Identifying patterns and processes of sex-biases for an emerging fungal disease of wildlife

Abstract

Anthropogenic changes have facilitated an increase in emerging infectious diseases, threatening biodiversity globally. Identifying the individuals, species, or communities most vulnerable to disease can guide the development of conservation priorities. Processes that structure individual variation, such as demography, can strongly affect the response of populations or species to pathogen introduction. Specifically, sex-biased disease can mediate the size of epidemics as well as the magnitude of populations declines following pathogen introduction. However, the context in which we expect sex-biased disease to occur, and subsequently affect population dynamics, varies among host-pathogen systems. Here, I identified patterns of sex-biased disease across several species of bat hosts impacted by white-nose syndrome and explored novel seasonal processes that gave rise to sex-biased disease, which ultimately scaled up to restructure populations.

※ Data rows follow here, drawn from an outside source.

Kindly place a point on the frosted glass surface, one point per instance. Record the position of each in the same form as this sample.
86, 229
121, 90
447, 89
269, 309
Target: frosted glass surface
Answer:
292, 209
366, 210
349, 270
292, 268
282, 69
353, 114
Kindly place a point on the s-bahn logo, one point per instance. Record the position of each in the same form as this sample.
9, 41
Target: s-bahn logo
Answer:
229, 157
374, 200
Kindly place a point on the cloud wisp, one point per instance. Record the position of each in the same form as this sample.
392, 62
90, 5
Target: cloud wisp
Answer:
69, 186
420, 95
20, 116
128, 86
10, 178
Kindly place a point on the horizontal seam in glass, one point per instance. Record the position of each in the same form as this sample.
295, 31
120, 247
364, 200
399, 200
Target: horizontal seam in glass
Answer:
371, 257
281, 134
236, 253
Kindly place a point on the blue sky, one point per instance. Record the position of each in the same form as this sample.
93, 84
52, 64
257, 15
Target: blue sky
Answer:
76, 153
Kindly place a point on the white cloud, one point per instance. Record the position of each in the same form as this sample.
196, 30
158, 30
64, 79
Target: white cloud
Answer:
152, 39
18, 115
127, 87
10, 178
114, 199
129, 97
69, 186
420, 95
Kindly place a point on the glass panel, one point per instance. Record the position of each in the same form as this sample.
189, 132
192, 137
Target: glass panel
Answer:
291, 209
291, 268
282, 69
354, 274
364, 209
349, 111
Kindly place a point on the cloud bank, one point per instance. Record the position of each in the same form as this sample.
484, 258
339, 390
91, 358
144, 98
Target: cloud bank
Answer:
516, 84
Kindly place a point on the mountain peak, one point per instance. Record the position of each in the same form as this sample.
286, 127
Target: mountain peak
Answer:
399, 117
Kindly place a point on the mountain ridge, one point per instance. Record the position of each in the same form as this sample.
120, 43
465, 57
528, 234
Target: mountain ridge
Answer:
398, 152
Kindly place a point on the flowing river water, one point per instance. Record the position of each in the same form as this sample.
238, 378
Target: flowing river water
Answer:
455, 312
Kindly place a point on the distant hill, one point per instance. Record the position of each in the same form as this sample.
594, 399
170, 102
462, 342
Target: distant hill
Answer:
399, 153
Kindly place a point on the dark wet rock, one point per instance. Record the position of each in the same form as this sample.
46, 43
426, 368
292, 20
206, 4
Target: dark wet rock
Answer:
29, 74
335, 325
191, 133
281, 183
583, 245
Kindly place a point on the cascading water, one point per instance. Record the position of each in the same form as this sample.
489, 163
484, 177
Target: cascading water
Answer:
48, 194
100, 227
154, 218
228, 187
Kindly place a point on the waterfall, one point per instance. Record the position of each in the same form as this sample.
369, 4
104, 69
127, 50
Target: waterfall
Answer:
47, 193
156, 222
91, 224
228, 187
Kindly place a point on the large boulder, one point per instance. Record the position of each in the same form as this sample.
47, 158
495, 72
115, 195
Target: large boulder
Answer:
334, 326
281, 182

In scaling ecological dynamics from individuals to populations, I developed an R-based computational package to increase the ease of analyzing advancing PIT tagging technology thus providing tools to study individually based phenology, migratory patterns, network connectedness, and survival of species to a broader audience. Collectively, my work supports conservation of wildlife imperiled by disease, advances the theoretical framework for which we can anticipate sex-biased disease, and expands methods for investigating ecological and evolutionary dynamics, thereby broadening the scope of biological inference.